Can we move on? Lovely. In internal comms, we’ve got this unique place where we’re not immune to this anxiety and worry. I like to think everyone at some point has been worried about what’s going to happen with their job with the speed everything changes. When me and my friends get together, we joke about setting up a commune and have an argument about who’s going to be the baker versus the carpenter — I think I’d be better with the wood than the stove, but I’ll try and handle whatever. We do have this anxiety, and we have it whilst we’re having to think about how we support the organisation through this. The stats on screen here are from a slightly smaller study — I think the Institute of Internal Comms Index last year put it at about 48% of IC professionals worried about job future and anxiety. The majority of internal comms professionals are in a space where they’re hearing from the business, “we want more people to be using AI, we need to advance ourselves in this area, you guys are key to helping us move this forward.” But then there seems to be a bit of a gap in terms of, well, this is how we’re doing it, here are all the tools, here’s the laddering to take you forward. So it makes it quite a difficult space to be in. That’s just a little bit of context setting. Sarah lives and breathes IC and can pick up from here and go on for us. Sarah, can I pass to you?

Sarah Meurer

Yes, of course. We’ve very much been on a journey. Just a little over 18 months ago, we introduced an AI tool that was a self-created, in-house tool that was sandboxed and enabled people to put confidential company information in and start playing with the concept of using AI on a day-to-day basis. Since then, we’ve introduced many more tools — even in the last week, we’ve introduced Claude. So we’re very much on a journey.

We also have around three and a half thousand technologists in our business, in a 9,000-size organisation. We have a part of the organisation which is very much about publishing and editorial, then we have operations and functions, and then a sales team. So we’ve got a real federated organisation — people want to use AI in different ways, but also have different experience of it. One of the things we’re looking at is how we very carefully navigate the risk of a two-tier workforce.

When we started to introduce AI at Elsevier, our leaders talk about things like the benefits — things are going to be faster, smarter, we’re going to be more productive, more efficient. But in reality, employees are probably thinking more about: is it safe? Is my job safe? You touched on this, Simon. Am I being monitored? What’s the expectation? We talk about three things being integral to how we take our organisation on this change. Creating clarity — what is our expectation of you? What are the guardrails? What are the tools available for you to use? Confidence — your ability to know how to navigate and use the tools. And capability — day-to-day, how do I prompt? How do I think about building agents? All three of these things are required to build a high level of trust.

Next slide, please.
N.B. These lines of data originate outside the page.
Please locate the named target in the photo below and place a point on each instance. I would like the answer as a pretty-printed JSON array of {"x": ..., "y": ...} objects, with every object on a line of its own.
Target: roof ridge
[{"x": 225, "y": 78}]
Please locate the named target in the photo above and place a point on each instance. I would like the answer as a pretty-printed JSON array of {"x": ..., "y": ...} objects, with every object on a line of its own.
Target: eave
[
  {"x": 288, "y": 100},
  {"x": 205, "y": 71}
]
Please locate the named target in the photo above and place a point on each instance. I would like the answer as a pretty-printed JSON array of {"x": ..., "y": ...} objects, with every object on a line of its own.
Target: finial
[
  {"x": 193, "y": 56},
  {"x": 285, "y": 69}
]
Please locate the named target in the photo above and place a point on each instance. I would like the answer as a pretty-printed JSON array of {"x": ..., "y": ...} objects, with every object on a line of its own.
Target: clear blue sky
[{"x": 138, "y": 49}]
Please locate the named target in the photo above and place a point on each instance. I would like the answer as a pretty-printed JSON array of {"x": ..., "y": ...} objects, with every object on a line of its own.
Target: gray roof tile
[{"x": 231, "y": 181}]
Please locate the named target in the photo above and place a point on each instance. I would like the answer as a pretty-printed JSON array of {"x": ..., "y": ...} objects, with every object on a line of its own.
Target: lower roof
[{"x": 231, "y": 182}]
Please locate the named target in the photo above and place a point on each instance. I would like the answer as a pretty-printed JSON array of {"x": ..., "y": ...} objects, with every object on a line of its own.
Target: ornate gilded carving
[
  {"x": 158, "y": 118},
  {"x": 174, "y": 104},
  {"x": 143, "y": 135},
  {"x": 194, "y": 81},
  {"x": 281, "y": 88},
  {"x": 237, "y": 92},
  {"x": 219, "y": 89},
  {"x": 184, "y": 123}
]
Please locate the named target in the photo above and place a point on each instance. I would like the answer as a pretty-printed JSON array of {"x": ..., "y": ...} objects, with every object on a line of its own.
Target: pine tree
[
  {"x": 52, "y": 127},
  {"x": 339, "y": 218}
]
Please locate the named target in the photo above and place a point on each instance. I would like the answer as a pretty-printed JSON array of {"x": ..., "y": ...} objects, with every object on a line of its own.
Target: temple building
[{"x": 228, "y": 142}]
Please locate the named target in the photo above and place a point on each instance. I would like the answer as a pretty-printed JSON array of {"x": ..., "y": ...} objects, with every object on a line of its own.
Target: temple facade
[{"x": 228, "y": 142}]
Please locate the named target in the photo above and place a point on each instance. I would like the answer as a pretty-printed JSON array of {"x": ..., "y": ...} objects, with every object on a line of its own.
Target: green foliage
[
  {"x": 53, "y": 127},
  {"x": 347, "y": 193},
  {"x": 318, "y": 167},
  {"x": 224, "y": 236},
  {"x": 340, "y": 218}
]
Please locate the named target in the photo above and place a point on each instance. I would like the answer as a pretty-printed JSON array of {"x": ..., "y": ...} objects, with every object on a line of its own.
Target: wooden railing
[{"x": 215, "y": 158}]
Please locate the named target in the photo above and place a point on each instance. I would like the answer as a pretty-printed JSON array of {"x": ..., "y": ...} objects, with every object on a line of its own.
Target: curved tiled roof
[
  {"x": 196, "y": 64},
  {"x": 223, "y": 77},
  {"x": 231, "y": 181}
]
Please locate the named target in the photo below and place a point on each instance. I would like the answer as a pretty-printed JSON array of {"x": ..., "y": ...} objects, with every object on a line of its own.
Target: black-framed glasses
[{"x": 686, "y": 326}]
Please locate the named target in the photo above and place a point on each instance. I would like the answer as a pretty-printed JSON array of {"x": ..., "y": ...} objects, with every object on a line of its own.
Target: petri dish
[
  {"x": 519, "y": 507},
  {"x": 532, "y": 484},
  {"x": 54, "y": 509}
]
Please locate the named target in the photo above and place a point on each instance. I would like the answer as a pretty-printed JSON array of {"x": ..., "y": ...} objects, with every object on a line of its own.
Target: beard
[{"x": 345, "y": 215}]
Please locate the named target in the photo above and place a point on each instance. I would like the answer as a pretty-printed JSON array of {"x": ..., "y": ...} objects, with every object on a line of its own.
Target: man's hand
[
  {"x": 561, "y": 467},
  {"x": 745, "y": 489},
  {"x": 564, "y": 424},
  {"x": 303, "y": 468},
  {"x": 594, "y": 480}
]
When we look at what’s happening with AI inside organisations — and Elsevier is no different — some are racing ahead, some people are more sceptical, some people are quietly watching, some are pretending it’s not relevant to them at all. There are few and far between of those at Elsevier, given we’re a technology organisation. As a result, it’s starting to feel a little chaotic, and that sense of chaos does have quite a predictable pattern. That’s important for us as internal communicators to recognise and start to think about.

Next slide. I want to show you something called the Rogers diffusion of innovation, and this applies to many things we’ll look at. If you think about your employees in this way, it’s really helpful because you can be more nuanced in the way you approach things. We have innovators — these are people who are experimenting. They’ve probably got the tools themselves and are already using them. I met someone last week who’s been using Claude for over a year, even though it’s only just being introduced to the business. They’re well ahead of many people who are just starting to use it for the first time.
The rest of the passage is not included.